Marché public: la gravité des désordres est prise en compte pour l’appréciation de la garantie décennale des constructeurs
1- Dans un arrêt du 12 janvier 2016, la Cour administrative d’appel de Bordeaux s’est penchée sur les conditions de mise en œuvre de la garantie décennale des constructeurs (CAA Bordeaux, 12 janvier 2016, Département de la Dordogne, req. n°13BX01618, Inédit au Recueil Lebon).
En l’espèce, le département de la Dordogne avait conclu un marché de travaux relatif à la restructuration et l’extension d’un collège.

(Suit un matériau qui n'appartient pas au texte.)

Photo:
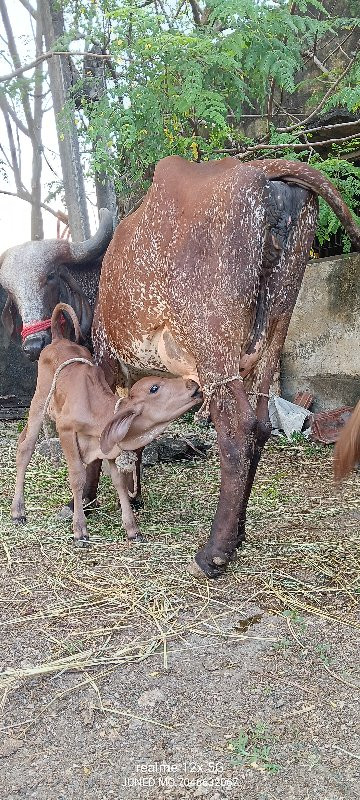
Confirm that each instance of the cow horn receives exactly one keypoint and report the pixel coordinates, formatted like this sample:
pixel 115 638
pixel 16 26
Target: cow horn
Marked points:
pixel 82 253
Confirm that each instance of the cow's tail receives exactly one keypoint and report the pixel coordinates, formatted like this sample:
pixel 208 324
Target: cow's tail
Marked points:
pixel 347 448
pixel 303 175
pixel 56 322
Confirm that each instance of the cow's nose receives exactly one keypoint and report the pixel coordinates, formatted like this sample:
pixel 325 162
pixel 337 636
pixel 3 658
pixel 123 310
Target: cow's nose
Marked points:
pixel 193 386
pixel 33 345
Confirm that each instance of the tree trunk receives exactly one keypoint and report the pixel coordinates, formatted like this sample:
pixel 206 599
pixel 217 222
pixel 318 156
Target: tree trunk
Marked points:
pixel 60 82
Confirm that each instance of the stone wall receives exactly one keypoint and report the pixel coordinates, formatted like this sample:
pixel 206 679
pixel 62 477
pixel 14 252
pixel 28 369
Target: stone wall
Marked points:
pixel 321 353
pixel 322 349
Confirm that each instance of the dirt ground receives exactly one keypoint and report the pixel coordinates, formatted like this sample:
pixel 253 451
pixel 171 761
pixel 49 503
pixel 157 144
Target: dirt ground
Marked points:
pixel 123 677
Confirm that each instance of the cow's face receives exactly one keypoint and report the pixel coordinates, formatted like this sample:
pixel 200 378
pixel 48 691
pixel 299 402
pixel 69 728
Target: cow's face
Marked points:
pixel 30 275
pixel 36 277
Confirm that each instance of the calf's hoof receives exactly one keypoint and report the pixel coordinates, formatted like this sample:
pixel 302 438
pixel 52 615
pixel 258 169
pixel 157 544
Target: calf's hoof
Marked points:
pixel 65 512
pixel 137 503
pixel 19 520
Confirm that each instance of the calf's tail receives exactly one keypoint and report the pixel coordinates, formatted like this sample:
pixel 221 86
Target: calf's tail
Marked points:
pixel 56 331
pixel 303 175
pixel 347 448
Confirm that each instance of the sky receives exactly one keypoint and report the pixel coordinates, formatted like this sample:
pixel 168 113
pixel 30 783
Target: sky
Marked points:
pixel 15 213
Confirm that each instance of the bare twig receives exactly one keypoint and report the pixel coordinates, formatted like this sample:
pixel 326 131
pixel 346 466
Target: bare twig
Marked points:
pixel 24 195
pixel 44 57
pixel 28 7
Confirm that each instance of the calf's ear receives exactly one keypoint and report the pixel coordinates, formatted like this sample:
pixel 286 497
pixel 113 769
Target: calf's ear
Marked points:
pixel 118 427
pixel 71 293
pixel 8 319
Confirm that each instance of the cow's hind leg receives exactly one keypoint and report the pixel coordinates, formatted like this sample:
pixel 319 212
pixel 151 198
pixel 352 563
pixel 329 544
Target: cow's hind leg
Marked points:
pixel 77 480
pixel 262 433
pixel 120 482
pixel 236 425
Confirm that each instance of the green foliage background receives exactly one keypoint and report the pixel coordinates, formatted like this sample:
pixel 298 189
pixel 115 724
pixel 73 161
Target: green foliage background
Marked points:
pixel 178 87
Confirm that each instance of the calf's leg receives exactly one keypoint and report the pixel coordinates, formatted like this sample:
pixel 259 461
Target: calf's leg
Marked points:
pixel 77 480
pixel 25 449
pixel 120 482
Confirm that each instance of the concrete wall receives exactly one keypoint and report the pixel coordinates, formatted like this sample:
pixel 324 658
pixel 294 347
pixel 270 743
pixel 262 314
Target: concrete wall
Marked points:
pixel 322 349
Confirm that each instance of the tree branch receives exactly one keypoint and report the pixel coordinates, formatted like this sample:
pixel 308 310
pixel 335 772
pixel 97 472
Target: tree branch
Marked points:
pixel 325 98
pixel 14 159
pixel 309 146
pixel 196 12
pixel 44 57
pixel 5 105
pixel 28 7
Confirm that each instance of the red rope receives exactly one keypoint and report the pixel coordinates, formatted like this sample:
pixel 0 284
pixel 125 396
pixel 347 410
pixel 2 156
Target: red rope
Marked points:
pixel 35 327
pixel 43 325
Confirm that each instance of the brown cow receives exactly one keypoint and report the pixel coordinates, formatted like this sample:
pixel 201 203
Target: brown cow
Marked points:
pixel 347 448
pixel 200 281
pixel 90 423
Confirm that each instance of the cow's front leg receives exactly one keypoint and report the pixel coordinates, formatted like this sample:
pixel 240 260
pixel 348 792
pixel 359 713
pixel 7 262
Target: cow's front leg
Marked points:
pixel 25 449
pixel 236 426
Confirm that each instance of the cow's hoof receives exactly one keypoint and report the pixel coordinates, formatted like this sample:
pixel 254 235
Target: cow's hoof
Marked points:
pixel 83 542
pixel 212 566
pixel 90 505
pixel 137 503
pixel 139 539
pixel 65 513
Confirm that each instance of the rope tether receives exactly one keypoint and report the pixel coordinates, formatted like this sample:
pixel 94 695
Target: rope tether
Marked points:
pixel 126 460
pixel 209 390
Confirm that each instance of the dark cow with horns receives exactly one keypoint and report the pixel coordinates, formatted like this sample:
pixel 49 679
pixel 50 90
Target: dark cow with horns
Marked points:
pixel 200 281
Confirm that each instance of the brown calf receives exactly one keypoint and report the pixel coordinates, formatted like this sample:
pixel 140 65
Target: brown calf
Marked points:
pixel 88 423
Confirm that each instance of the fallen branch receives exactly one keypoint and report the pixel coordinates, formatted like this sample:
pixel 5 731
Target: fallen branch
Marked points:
pixel 47 56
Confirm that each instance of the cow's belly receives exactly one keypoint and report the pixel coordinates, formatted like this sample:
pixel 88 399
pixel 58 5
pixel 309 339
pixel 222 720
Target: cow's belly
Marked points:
pixel 159 351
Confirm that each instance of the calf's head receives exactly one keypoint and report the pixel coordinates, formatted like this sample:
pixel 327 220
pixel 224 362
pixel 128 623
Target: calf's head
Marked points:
pixel 36 277
pixel 151 405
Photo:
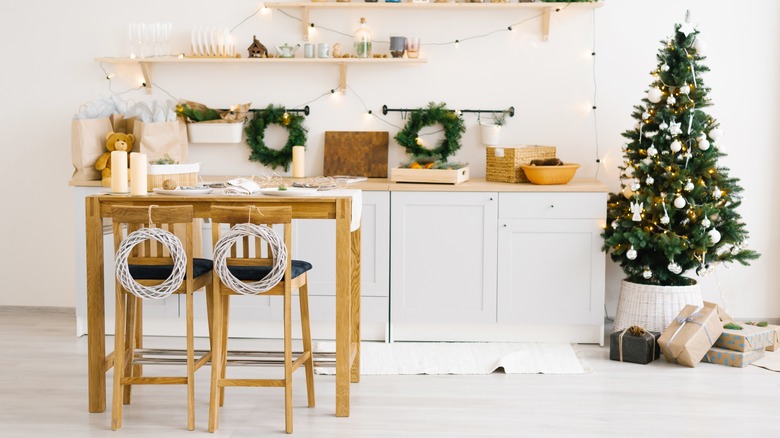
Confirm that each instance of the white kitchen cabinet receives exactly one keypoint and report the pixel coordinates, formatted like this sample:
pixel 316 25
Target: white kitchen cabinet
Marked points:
pixel 477 261
pixel 443 261
pixel 508 267
pixel 550 265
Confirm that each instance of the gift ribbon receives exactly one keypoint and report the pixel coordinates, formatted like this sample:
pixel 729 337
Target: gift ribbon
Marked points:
pixel 682 322
pixel 635 331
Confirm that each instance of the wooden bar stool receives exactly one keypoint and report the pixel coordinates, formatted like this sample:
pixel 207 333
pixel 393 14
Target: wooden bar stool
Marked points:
pixel 153 263
pixel 251 259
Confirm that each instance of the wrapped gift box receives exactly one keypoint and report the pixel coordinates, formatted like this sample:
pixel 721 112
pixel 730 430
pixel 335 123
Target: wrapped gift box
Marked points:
pixel 634 345
pixel 751 337
pixel 691 334
pixel 776 345
pixel 731 358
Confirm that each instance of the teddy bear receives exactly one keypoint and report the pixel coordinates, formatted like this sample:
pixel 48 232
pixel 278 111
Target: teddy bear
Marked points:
pixel 115 141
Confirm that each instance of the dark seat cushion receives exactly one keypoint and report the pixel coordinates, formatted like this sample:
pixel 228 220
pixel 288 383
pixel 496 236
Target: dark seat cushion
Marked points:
pixel 146 272
pixel 256 273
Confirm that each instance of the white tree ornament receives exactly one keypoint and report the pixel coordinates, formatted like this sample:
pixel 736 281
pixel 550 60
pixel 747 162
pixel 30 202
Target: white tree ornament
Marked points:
pixel 654 95
pixel 636 209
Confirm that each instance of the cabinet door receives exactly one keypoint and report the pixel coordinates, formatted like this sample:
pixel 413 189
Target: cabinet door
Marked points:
pixel 550 271
pixel 443 255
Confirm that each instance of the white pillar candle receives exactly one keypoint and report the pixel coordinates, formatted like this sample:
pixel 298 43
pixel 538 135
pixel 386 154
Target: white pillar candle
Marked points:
pixel 299 161
pixel 119 172
pixel 137 173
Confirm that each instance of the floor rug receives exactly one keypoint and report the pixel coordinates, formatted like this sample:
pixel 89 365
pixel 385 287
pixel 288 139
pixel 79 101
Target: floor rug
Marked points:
pixel 379 358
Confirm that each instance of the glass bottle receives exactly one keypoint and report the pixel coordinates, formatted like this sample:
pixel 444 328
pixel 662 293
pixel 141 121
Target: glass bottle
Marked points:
pixel 363 40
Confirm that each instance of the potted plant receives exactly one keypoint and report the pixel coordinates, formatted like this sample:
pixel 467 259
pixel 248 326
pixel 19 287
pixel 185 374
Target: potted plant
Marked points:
pixel 167 169
pixel 676 214
pixel 492 131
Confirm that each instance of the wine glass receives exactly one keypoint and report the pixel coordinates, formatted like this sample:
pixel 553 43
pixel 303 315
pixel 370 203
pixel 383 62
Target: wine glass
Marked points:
pixel 165 37
pixel 150 36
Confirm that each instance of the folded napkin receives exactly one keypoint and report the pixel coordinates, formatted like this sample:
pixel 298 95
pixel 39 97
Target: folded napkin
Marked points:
pixel 241 186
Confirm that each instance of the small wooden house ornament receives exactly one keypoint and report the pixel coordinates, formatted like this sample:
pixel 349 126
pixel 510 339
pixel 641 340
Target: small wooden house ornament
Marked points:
pixel 257 49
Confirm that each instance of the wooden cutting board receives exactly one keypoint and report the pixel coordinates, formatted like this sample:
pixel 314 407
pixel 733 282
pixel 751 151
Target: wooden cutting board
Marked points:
pixel 358 153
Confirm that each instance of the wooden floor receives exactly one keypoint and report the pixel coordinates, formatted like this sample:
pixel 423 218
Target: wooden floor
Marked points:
pixel 43 394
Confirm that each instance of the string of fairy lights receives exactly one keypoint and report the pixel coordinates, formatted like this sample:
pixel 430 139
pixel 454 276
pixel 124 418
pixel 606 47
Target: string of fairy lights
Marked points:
pixel 456 42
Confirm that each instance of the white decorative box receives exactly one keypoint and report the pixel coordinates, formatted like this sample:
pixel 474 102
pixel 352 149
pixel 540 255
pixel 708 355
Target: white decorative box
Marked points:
pixel 215 132
pixel 183 174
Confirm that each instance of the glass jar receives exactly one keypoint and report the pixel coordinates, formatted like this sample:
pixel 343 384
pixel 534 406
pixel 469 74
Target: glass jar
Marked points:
pixel 363 40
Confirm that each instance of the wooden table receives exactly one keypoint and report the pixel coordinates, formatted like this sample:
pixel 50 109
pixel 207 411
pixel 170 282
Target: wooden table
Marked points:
pixel 347 277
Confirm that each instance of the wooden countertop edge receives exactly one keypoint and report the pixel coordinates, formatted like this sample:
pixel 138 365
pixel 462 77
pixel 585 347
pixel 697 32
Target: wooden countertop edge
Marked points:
pixel 472 185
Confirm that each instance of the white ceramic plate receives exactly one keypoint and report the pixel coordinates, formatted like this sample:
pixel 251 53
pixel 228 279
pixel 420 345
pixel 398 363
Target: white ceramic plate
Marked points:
pixel 291 191
pixel 184 192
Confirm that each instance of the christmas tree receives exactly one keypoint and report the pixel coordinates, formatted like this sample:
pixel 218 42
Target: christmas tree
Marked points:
pixel 677 209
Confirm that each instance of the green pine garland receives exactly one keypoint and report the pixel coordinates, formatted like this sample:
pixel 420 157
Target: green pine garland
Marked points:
pixel 420 118
pixel 255 136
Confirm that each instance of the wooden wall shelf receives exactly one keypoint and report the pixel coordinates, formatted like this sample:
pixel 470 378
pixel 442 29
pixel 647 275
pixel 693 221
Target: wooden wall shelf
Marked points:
pixel 546 9
pixel 146 63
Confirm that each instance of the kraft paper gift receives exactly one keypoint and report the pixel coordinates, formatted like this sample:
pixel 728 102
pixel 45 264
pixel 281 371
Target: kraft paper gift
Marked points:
pixel 88 142
pixel 634 344
pixel 776 345
pixel 749 338
pixel 161 139
pixel 731 358
pixel 691 334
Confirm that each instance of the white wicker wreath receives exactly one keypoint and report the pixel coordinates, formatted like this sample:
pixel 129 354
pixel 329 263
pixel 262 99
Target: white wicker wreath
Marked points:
pixel 278 250
pixel 174 247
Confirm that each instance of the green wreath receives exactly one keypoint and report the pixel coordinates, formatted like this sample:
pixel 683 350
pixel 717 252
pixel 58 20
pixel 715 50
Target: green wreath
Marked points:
pixel 255 135
pixel 420 118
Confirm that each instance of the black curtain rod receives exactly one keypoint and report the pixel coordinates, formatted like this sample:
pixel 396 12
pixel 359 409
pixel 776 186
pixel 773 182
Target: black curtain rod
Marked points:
pixel 510 110
pixel 305 110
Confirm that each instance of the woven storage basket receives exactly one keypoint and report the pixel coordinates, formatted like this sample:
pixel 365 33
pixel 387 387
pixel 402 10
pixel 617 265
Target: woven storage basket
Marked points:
pixel 503 163
pixel 653 307
pixel 183 174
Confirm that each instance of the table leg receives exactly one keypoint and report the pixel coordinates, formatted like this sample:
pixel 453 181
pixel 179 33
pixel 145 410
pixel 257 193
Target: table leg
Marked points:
pixel 343 306
pixel 96 342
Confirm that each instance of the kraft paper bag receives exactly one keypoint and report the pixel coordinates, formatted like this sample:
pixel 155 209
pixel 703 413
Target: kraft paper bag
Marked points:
pixel 161 139
pixel 87 143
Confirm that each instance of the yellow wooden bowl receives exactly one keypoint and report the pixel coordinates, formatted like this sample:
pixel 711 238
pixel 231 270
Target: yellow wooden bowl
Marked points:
pixel 550 174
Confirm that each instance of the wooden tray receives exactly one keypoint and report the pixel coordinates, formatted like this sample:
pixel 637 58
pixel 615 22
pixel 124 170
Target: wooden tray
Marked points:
pixel 435 176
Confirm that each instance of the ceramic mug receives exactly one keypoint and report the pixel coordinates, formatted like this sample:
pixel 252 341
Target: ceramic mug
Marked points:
pixel 308 50
pixel 323 50
pixel 397 46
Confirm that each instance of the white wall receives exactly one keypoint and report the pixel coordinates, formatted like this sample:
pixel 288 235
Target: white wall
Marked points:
pixel 50 72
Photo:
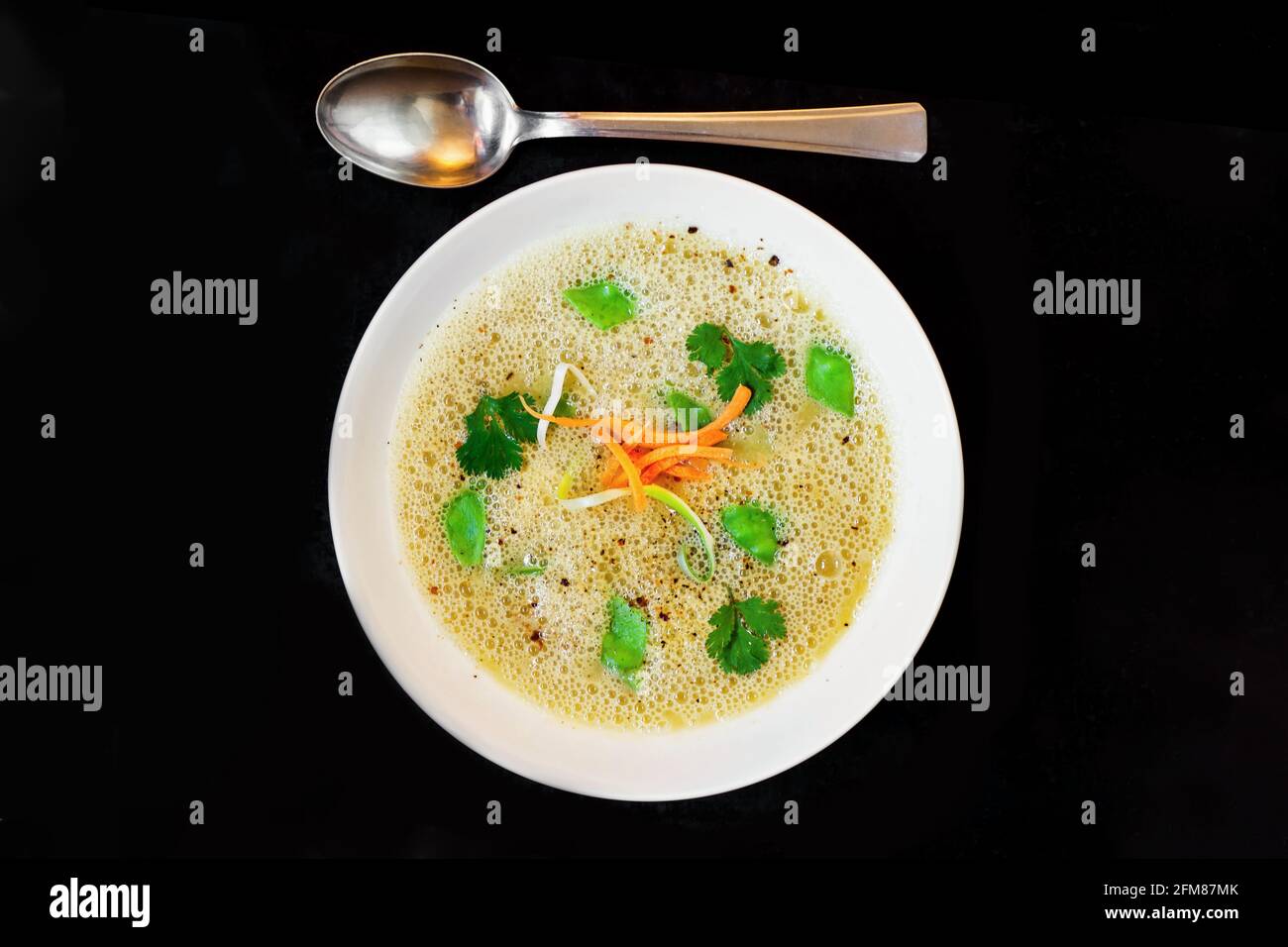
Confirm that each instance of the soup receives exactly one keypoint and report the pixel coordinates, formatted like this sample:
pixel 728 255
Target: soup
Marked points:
pixel 603 598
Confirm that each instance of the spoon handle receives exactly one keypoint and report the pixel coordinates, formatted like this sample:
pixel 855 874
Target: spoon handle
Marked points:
pixel 893 133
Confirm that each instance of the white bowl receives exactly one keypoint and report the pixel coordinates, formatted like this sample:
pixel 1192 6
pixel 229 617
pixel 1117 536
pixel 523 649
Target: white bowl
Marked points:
pixel 892 620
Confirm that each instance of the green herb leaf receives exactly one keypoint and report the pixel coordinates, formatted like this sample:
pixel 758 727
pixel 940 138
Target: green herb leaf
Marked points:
pixel 622 650
pixel 707 344
pixel 494 433
pixel 751 364
pixel 739 631
pixel 752 528
pixel 829 379
pixel 465 525
pixel 687 410
pixel 604 303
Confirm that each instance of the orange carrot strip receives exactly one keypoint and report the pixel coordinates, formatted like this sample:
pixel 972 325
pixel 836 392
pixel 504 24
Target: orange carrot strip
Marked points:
pixel 706 440
pixel 610 474
pixel 732 410
pixel 683 451
pixel 679 453
pixel 683 472
pixel 632 474
pixel 651 474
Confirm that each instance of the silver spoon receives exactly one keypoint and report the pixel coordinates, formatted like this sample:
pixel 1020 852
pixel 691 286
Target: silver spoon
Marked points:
pixel 443 121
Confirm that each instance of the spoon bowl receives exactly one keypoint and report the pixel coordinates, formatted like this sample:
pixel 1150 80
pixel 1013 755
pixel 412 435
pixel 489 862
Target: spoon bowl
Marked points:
pixel 420 118
pixel 438 120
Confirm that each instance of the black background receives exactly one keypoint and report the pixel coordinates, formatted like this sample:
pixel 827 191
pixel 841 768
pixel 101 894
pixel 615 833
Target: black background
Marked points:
pixel 1109 684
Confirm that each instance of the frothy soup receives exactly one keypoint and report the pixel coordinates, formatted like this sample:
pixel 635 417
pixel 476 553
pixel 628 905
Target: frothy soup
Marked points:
pixel 587 608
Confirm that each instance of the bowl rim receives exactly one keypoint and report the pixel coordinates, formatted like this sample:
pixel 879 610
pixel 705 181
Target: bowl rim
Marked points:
pixel 362 608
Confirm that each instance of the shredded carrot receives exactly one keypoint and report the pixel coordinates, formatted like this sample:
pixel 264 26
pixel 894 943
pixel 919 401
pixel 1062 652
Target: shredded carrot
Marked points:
pixel 669 466
pixel 683 472
pixel 684 455
pixel 632 474
pixel 735 406
pixel 656 462
pixel 684 451
pixel 700 440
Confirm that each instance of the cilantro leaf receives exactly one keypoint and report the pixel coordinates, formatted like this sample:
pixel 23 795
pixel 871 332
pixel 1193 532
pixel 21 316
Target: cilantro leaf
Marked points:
pixel 706 344
pixel 465 526
pixel 494 433
pixel 750 364
pixel 829 379
pixel 752 528
pixel 687 410
pixel 622 650
pixel 739 631
pixel 604 303
pixel 763 617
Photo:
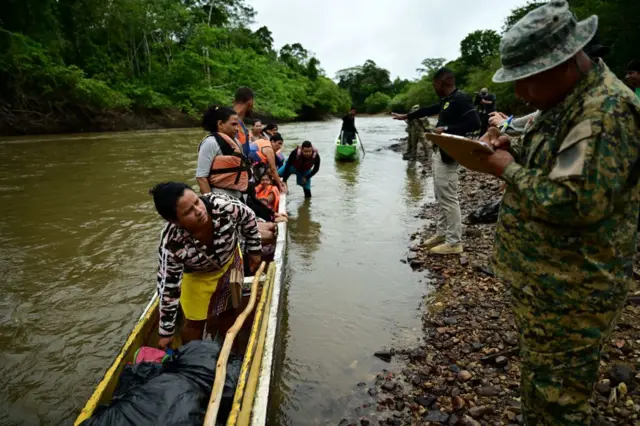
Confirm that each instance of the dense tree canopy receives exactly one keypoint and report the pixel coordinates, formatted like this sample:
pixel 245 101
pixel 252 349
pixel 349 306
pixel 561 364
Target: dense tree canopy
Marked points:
pixel 78 64
pixel 480 58
pixel 68 63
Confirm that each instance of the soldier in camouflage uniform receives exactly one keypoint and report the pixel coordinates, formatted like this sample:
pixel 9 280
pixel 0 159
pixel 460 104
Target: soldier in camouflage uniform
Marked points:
pixel 566 234
pixel 416 135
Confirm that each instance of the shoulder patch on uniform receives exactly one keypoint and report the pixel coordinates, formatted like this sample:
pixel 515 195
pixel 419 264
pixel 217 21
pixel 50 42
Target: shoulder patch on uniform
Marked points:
pixel 578 133
pixel 572 153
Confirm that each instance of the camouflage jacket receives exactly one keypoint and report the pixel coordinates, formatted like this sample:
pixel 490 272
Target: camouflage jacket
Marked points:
pixel 570 211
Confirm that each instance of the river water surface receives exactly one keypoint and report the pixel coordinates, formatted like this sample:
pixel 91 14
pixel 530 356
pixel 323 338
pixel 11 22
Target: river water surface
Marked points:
pixel 78 241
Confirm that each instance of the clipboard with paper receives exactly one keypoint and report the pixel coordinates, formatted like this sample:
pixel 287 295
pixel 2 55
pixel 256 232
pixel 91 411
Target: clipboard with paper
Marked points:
pixel 464 150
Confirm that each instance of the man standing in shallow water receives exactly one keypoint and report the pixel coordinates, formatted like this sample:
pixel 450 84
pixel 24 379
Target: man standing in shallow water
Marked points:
pixel 566 234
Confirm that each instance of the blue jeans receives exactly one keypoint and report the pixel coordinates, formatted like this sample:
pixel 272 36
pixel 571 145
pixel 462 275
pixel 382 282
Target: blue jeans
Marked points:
pixel 299 176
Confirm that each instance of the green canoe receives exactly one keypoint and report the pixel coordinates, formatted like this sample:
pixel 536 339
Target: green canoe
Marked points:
pixel 347 152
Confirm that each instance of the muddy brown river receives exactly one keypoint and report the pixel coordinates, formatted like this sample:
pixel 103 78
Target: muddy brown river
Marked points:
pixel 78 241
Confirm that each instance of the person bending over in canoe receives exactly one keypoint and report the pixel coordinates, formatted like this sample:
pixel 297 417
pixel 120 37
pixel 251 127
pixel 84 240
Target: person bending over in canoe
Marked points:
pixel 349 127
pixel 256 131
pixel 268 193
pixel 263 155
pixel 200 264
pixel 304 162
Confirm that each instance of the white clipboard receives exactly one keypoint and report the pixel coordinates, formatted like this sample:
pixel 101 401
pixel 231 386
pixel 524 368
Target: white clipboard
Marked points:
pixel 465 151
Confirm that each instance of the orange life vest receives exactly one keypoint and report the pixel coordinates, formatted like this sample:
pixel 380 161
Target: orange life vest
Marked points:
pixel 261 145
pixel 229 170
pixel 304 164
pixel 262 192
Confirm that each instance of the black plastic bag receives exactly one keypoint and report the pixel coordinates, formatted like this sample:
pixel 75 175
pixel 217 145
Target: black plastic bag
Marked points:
pixel 486 214
pixel 175 392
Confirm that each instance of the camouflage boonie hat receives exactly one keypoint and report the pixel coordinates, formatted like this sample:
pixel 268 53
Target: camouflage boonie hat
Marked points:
pixel 545 38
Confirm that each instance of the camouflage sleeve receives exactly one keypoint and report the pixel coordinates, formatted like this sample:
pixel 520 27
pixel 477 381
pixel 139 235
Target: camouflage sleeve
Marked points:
pixel 169 282
pixel 246 223
pixel 589 176
pixel 516 150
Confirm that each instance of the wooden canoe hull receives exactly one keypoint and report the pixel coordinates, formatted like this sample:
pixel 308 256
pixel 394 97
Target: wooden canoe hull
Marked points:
pixel 252 393
pixel 346 152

Quelques années après avoir réceptionné l’ouvrage, des désordres d’infiltration d’eau et de fissuration affectant le collège étaient apparus.
Le département de la Dordogne avait alors engagé une procédure de référé-expertise et une action devant le juge administratif à l’encontre des différentes entreprises afin d’obtenir réparation du préjudice subi.
2- La Cour administrative d’appel de Bordeaux rappelle tout d’abord le principe récemment réaffirmé par le Conseil d’Etat (CE, 15 avril 2015, Commune de Saint-Michel-sur-Orge, req. n°376229), selon lequel il « résulte des principes qui régissent la garantie décennale des constructeurs que des désordres apparus dans le délai d’épreuve de dix ans, de nature à compromettre la solidité de l’ouvrage ou à le rendre impropre à sa destination dans un délai prévisible, engagent leur responsabilité ».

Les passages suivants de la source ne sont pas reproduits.